En su proceso educativo, se unirían algunos de los humanistas de fines del siglo XVIII y los albores del XIX, que tuvieron aportaciones importantes en la cultura superior de San Luis.
Manuel María Gorriño y Arduengo nació en San Luis Potosí el 23 de noviembre de 1767. Gorriño realizó sus estudios de primeras letras en alguno de los colegios de primera clase que existían en la ciudad. Ante la falta de Colegios superiores se enviaba a los jóvenes, de acuerdo a las normas y reglas establecidas, a la edad de trece años a continuar sus estudios en algún seminario o colegio, en los cuales se estudiaba gramática, un año de retórica y dos de filosofía, con lo que podía obtenerse el grado equivalente al de artes que habilitaba a los estudiantes a ingresar a estudios superiores de facultad.
Con el propósito de obtener el grado de bachiller en artes, Gorriño ingresó en el Colegio de San Francisco de Sales, a cargo de la Congregación del Oratorio de San Felipe, en San Miguel El Grande dirigido por Benito Díaz de Gamarra, que heredarían el esfuerzo educador e innovador de los jesuitas, siendo un colegio donde se enseñaba la ciencia moderna, contrastando con las escuelas escolásticas.
El interés que manifestaría Gorriño por la reforma de los estudios superiores data desde sus tiempos de estudiante en el Colegio de Gamarra. Desde su libro Del Hombre anunciaba ya la necesidad de programas de estudio más racionales, descargados de la “basura” escolástica.
Gorriño tendría contacto con las instituciones docentes más reputadas de la Nueva España: el Colegio de San Francisco de Sales. En este proceso formativo Gorriño escribiría algunas obras de carácter filosófico, Del Hombre, parte segunda, terminada en 1791, El hombre tranquilo o reflexiones para conservar la paz del espíritu, sermón de la cátedra de San Pedro de Antioquía y Oración eucarística.

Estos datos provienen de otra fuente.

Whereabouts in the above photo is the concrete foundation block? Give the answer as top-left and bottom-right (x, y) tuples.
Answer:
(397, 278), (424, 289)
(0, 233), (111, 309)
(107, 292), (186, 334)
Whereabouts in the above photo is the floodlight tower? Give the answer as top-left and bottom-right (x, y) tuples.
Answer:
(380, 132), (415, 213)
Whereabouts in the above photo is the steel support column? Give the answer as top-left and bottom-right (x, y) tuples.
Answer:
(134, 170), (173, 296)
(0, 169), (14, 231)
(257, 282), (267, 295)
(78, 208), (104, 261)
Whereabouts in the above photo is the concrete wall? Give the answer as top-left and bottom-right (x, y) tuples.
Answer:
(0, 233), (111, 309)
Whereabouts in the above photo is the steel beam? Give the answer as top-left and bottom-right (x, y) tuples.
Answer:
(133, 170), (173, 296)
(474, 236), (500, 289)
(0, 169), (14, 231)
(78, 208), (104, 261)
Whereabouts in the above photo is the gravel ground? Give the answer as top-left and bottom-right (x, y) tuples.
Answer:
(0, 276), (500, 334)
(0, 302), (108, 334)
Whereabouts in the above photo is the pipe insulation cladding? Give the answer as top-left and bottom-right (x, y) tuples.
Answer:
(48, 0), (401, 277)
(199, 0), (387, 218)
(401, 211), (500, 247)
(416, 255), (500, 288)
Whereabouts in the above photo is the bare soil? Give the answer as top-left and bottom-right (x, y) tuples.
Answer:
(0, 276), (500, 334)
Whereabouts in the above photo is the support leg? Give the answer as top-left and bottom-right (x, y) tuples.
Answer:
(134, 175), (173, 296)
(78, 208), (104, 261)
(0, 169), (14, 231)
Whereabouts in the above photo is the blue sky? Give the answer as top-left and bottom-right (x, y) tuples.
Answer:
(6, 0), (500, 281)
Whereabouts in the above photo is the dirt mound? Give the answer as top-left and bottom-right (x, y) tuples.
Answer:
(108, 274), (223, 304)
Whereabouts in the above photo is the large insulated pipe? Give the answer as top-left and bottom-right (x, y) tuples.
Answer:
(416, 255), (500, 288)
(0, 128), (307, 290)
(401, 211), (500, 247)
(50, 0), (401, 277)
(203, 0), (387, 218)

Su manuscrito Del Hombre, escrito como parte de su formación filosófica en el Colegio de San Francisco de Sales, refleja su pensamiento filosófico, correspondiente al primer periodo de la formación intelectual de Gorriño.
Nacido en Nueva Vizcaya en la Villa de San Joseph del Parral el 5 de mayo de 1773, Joseph Manuel Ruiz de Aguirre, sería intendente sustituto de San Luis Potosí nombrado el 20 de julio de 1804. Se identificó con la vida potosina. Escribiría su Relación en 1809 que es una muestra de su estilo literario . Relación de los tiempos experimentados en esta provincia de San Luis Potosí, y precios a que han valido las semillas y de más efectos que se expresarán en el primer semestre corrido desde primero de enero del presente año hasta fin de junio del mismo. En España se prepararía en Latinidad, Retórica, Poesía, Paleografía Española, Esfera Armillar y Geografía, Lógica y Filosofía Moral.
En 1821 era Juez de Letras de la ciudad de San Luis Potosí y ostentando esa representación concurrió a las sesiones solemnes en que se juró en San Luis Potosí la Independencia de México. Al abrirse el Colegio Guadalupano Josefino fue nombrado catedrático en 1826 siendo uno de los cinco primeros catedráticos y contribuyó con el sueldo de magistrado para el sostenimiento del colegio. Murió en San Luis Potosí el 14 de marzo de 1838, único intendente criollo que tuvo San Luis Potosí.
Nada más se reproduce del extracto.